毎年6月はプライドマンスと呼ばれ、今年も多くの都市でプライドパレードが行われた。それに伴い先日NIKEなど多くのブランドがLGBTQ関連の商品をローンチした。数

ある職種・業界の中でも特にLGBTQフレンドリーな印象を持つファッショ業界。それはいったいなぜなのだろうか。
LGBTQとは

Lesbian (レズビアン=女性同性愛者)、Gay (ゲイ=男性同性愛者)、Bisexual (バイセクシャル = 両性愛者)、Transgender (トランスジェンダー = 心の性と身体の性が一致しない者)、Questioning(クエスチョニング=自身の性を特定していない者)という性的少数者の総称をいう。

LGBTQ関連商品

最近では多くのブランドがLGBTQの人々の支援を掲げており、毎年6月になると彼らのシンボルでもあるレインボーフラッグにちなんだカラフルな商品が多く発売される。

その中から一部を紹介する。

Nike(ナイキ) <Be True>

Be TrueコレクションとはLGBTQコミュニティの理念とプライドに敬意を表したデザイン。プライド運動の支援を目的として生まれたという。2012年よりスタートした当コレクション。

これまでは日本での販売は行われていなかったがついに昨年より国内での取り扱いが始まった。
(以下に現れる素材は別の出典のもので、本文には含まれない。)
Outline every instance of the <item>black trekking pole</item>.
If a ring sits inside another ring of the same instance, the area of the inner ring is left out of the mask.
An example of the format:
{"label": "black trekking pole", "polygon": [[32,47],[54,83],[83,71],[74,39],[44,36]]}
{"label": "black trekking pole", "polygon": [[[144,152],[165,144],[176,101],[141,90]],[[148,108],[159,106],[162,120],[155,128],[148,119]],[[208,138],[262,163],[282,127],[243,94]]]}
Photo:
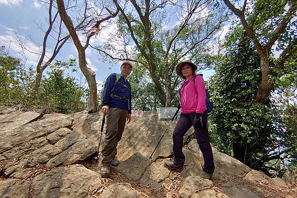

今期のコレクションではLGBTQのシンボルカラーであるレインボーカラーをアウトソールなど各所にデザイン。AIR VAPORMAX PLUS(エアヴェイパーマックスプラス)、AIR MAX 270(エアマックス270)、ZOOM FLY(ズームフライ)、EPIC REACT FLYKNIT(エピックリアクトフライニット)の4つのモデルが登場した。

出典:http://kicks-bar.com/nike-betrue-2018/

Be TrueコレクションについてナイキのLGBTネットワークリーダーのロバート・ゴーマンは以下のように語った。

「私たちにとって重要なことは、人々が団結してLGBTQアスリートたちを支援している、ということがわかるようなものを作ることでした。ジムでのトレーニングやランニングの際にレインボーカラーを身につけることが、自分がより大きな組織に所属しており、LGBTの人たちとつながっている、あるいは味方であることを表現する方法になりました。今後も、BETRUEの製品には常にこの意味を表現するレインボーカラーを使っていきます」(NIKE Japanより)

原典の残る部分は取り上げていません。